In T.S. v. Moise, 2022 ONSC 1553, the respondent, a psychiatrist, diagnosed the appellant with schizophrenia in 2003. He has been treating the appellant for 15 years. In 2019, the police brought the appellant to the Ottawa Hospital and admitted him under the respondent’s care because his wife had already become fearful of his behaviour.
The appellant’s wife reported that the appellant talked to himself, ignored his personal hygiene, strangely swore at her, displayed anger, and planned to cancel an appointment with a specialist regarding his Crohn’s disease. After assessing the appellant, the respondent certified him as an involuntary patient and found him incapable of consenting to treatment with antipsychotic medication.
The appellant requested that the Consent and Capacity Board review the respondent’s finding.

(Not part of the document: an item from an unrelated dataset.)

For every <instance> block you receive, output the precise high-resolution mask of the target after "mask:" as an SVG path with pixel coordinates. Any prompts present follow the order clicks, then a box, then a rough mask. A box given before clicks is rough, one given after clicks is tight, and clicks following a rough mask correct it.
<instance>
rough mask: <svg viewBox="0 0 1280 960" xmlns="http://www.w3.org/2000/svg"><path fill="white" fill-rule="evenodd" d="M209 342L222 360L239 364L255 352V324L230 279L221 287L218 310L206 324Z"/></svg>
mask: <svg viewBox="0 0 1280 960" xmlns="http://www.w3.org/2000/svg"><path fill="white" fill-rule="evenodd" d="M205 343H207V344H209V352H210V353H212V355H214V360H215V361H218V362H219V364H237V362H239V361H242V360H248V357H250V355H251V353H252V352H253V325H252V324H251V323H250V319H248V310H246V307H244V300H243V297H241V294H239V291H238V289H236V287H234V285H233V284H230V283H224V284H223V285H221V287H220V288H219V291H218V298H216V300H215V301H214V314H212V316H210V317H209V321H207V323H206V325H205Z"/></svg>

The board sided with the respondent. The appellant then appealed from the board decision before the Superior Court, alleging that the board committed an error in upholding the respondent’s finding of incapacity.
In dismissing the appeal, the court ruled that the board decision finding the appellant incapable of giving informed consent was reasonable.
The court agreed with the board that the appellant’s mental disorder symptoms had impaired his ability to make informed treatment decisions and appreciate the reasonably foreseeable benefits and risks of engaging, or not engaging, in treatment.
According to the court, the evidence established that the appellant had a history of noncompliance with his medication, resulting in his mental condition deterioration and failure to manage his other health conditions.
“Since the appellant discontinued treatment, he had not showered in months, had trouble sleeping, had decreased energy, and was unable to feel pleasure when using his computer,” the court said.
The evidence also confirmed that the appellant had become increasingly hostile, verbally aggressive, and paranoid and could no longer realize the impact of these behavioural changes on his marriage.
Moreover, the court considered the appellant’s statements that the voices he heard were at a level where he could cope without medication, that even though he would further decompensate without treatment, it was of his right to refuse treatment, and that his hostility, social isolation, and his lack of personal hygiene and self-care were not related to his mental condition.
“The evidence before the board in my view supported the proposition that the appellant did not recognize that certain aspects of his behaviour (hostility, lack of self-care, etc.) were symptoms of his mental condition,” the court said. “This speaks to his inability to appreciate all the manifestations of his mental condition and his inability to fully appreciate the reasonably foreseeable consequences of a treatment decision.”